Must focus on making missiles for all platforms: Saraswat
India must focus on making missiles adaptable for all three armed services and reducing dependence on other countries for electronic missile components, Defence Minister`s Scientific Advisor VK Saraswat said.
Bangalore: India must focus on making
missiles adaptable for all three armed services and reducing
dependence on other countries for electronic missile
components, Defence Minister`s Scientific Advisor V K Saraswat
said on Saturday.
"Besides focussing on making missiles adaptable for the
services, dependence should be reduced on foreign countries
for electronic components of missiles which are now imported
as it is not cost effective to manufacture them here," he said
at the fifth Air Chief Marshal L M Katre Memorial Lecture
Saraswat said India`s recent successful Ballistic Missile
Defence test, capable of intercepting and destroying incoming
missiles, would challenge the South Asian strategic stability.
As there are diversification of threats and limited response
options, BMD adds value to complexity of the region, he said.

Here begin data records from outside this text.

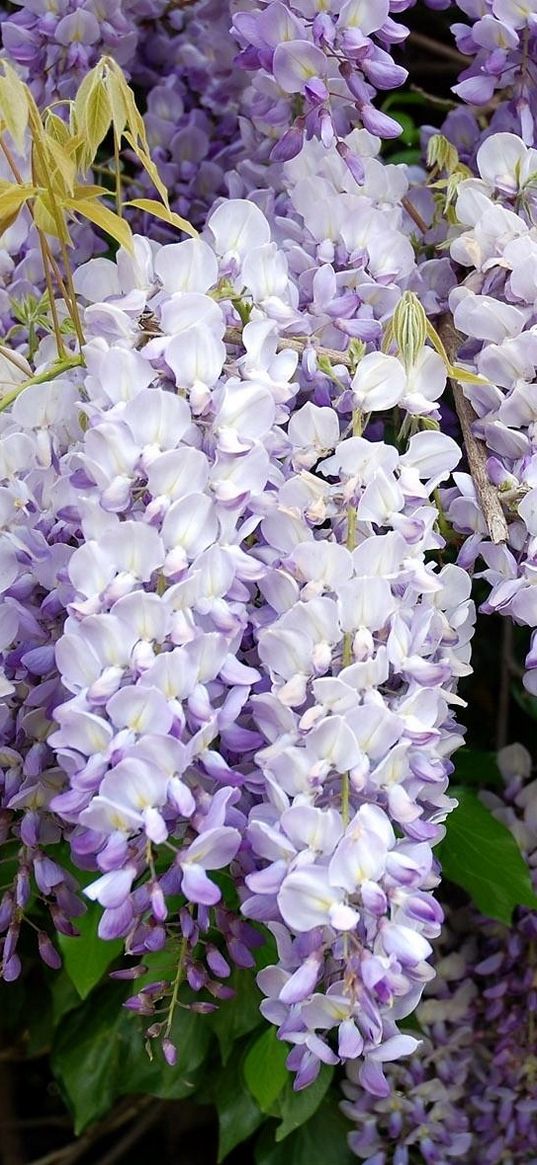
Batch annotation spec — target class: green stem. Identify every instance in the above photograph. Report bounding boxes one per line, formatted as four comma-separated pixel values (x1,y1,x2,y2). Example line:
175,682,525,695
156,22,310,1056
38,231,66,360
114,126,123,218
164,938,188,1039
0,356,84,412
30,125,85,347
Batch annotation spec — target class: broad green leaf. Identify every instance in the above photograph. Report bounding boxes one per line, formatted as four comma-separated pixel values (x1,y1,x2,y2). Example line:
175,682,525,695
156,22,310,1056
126,198,198,238
511,684,537,720
0,61,28,154
51,984,210,1136
210,970,263,1064
243,1028,289,1113
65,198,134,253
213,1061,263,1163
453,748,503,789
255,1096,356,1165
437,789,537,926
276,1064,334,1141
58,903,123,1000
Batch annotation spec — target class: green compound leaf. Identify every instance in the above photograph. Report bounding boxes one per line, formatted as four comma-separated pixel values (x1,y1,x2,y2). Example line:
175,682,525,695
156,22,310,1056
438,789,537,926
243,1028,289,1113
51,984,211,1136
210,970,263,1064
255,1095,356,1165
58,904,123,1000
276,1064,334,1141
214,1060,263,1163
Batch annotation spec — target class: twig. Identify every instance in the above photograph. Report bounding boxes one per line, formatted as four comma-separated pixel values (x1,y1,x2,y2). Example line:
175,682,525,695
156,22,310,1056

India acquired BMD with technological aid of USA and
Israel. It has a two-tiered system - Prithvi Air Defence for
high altitude interception and Advanced Air Defence for lower
altitude interception. PAD missiles are for intercepting
ballistic missiles at altitudes between 50-80 km and the
Advanced Air Defence missile is for destroying them at heights
ranging 15-30 km.
India’s future plans include two new anti-ballistic
missiles that can intercept Inter Continental Ballistic
Missiles --Advanced Defence (AD-1 and AD-2) capable of
intercepting and destroying a missile at a range of around
5,000 km, he said.
Saraswat, also DRDO Director General, said India is
developing lasers and an exo-atmospheric kill vehicle (MIRV or
Multiple Kill Vehicles) that can be combined to produce a
weapon to destroy enemy satellites and that work is going on
as part of ballistic missile defence program by 2014.
Saraswat also highlighted the need to focus on
miniaturisation for missiles.
On Unmanned Aerial Vehicles, which is going to be the
mainstay of the Indian aerospace programme, he said "we need
to build different kinds of payloads which are miniaturised".
"Having our own indigenous AWACS (Airborne Warning and
Control Systems) is going to be the next step in our defence
program," Saraswat said.
Other programmes on the agenda include Unmanned Combat
Aerial Vehicle which could be powered by indigenous Kaveri
engine, nano techonology for aeronautical materials and solar-
powered aircraft as we move towards "green aviation", he said.
The challenges India faces in developing future aerospace
technologies are in human resources, design capability,
infrastructure, material and sensor technologies and mission
mode project management, he said.
"We need to work on technology assessment, go for limited
acquisitions through offset programmes, have international
collaborations with countries having complex skills and
establish Centres of Excellence in core technologies", he said.